The union had served notice to bargain last month for a renewal of the existing contract expiring on June 30. Rikki had already begun her preparatory work by talking to store management about issues with the current contract and other operational matters that would likely be key contributors to the success of the grocery chain in the next five years. She had also done market research on compensation and cost-of living allowance trends both regionally and at the provincial level, as well as speaking to the corporate lawyer who provided HR advice to her from time to time. A meeting was planned later next week with the general manager, finance supervisor, legal counsel and heads of the receiving/stores, cashiers and produce sections to discuss developing bargaining strategies for the upcoming bargaining meetings with the UFCW team. Nikki had a good relationship with her union local president and chief steward. There was going to be a new UFCW business agent involved in the upcoming bargain round, who was reported to be “much tougher” than the recently retired head office union rep Nikki had dealt with since starting her job.

Due to the competitive nature of the retail grocery industry and inroads made by the emerging web-based food-to-your-door suppliers, Nikki’s company had tended to set terms and conditions for work of the bargaining unit at or slightly below the competition. Price pressures from much larger competitors also played a factor in preparing for the upcoming bargaining round with the union. From her consultations, Nikki was in the midst of preparing bargaining strategy on three key issues that surfaced from her consultations: call-in pay; seniority links to vacation entitlements; and cost-of-living allowances.

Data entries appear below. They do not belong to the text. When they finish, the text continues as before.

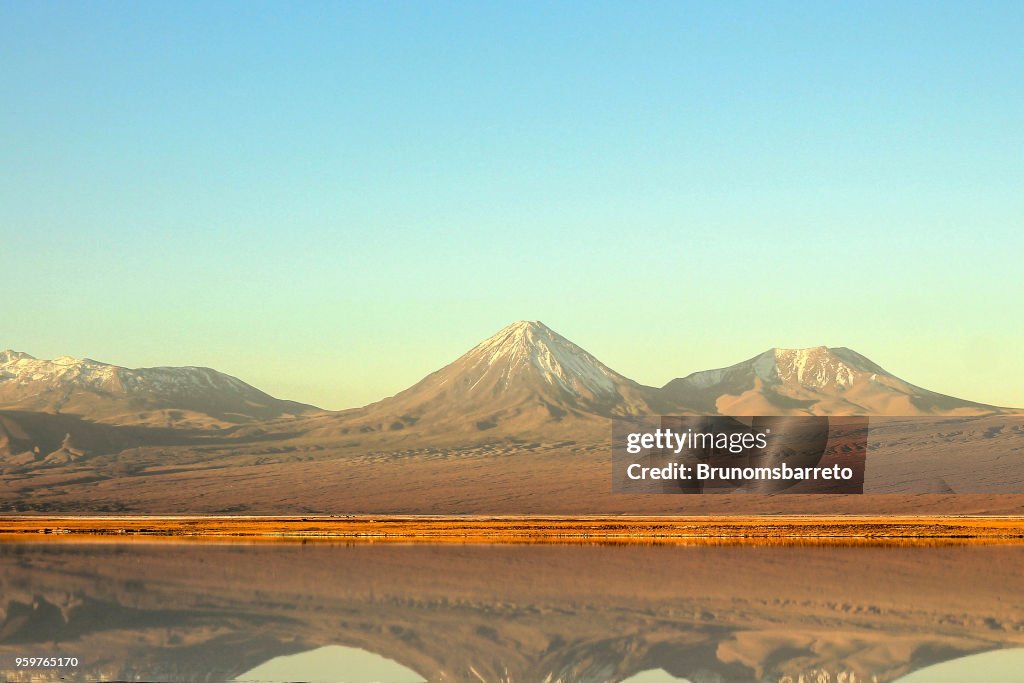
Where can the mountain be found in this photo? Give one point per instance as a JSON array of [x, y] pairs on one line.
[[816, 381], [525, 377], [166, 396]]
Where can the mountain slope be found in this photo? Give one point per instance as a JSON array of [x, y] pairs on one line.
[[110, 393], [524, 378], [816, 381]]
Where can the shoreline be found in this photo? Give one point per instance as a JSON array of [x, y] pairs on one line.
[[516, 528]]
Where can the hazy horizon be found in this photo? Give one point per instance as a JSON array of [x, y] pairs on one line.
[[332, 201]]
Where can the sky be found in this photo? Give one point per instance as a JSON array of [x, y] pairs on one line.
[[332, 200]]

Her research had revealed the following on these key issues:

• Call-in pay: the grocery chain currently follows provincial employment standards requirements—employees must be paid for a minimum of three hours if they’re asked to go to work or attend training, even if it’s for a period of less than three hours, unless it’s because the employee is unable to continue working. Regional competitors also adhere to provincial Employment Standard Act (ESA); one non-union store pays a four-hour call-in pay allowance.

• Seniority links to vacation entitlements: the grocery chain currently follows provincial employment standards requirements—less than 1 year of service (union contract allows for 4% proration); 1-5 years at ESA requirement (two weeks) and greater than 5 years (three weeks). Seniority-driven entitlements were discussed in the last round of bargaining but were withdrawn by the union in lieu of wage rate adjustments. Many of the bargaining unit members (67%) have eight or more years of service. Survey evidence shows other unionized food outlets (including those with UFCW locals) factor in seniority to vacation entitlements starting after three years of service.

• Cost of living (percentage)—regional and provincial forecasts for anticipated contract period: Year 1 (2.50%); Year 2 (2.75%); Year 3 (3.2%).


1. Work out estimated bargaining zone levels (initial, target and resistance) anticipated from union negotiators for each of these three contract items.

2. Work out estimated bargaining zone levels (initial, target and resistance) to be developed by the employer in this case?

3. On each of these issues, how would you answer Nikki’s question, “Are we ‘in the zone’?”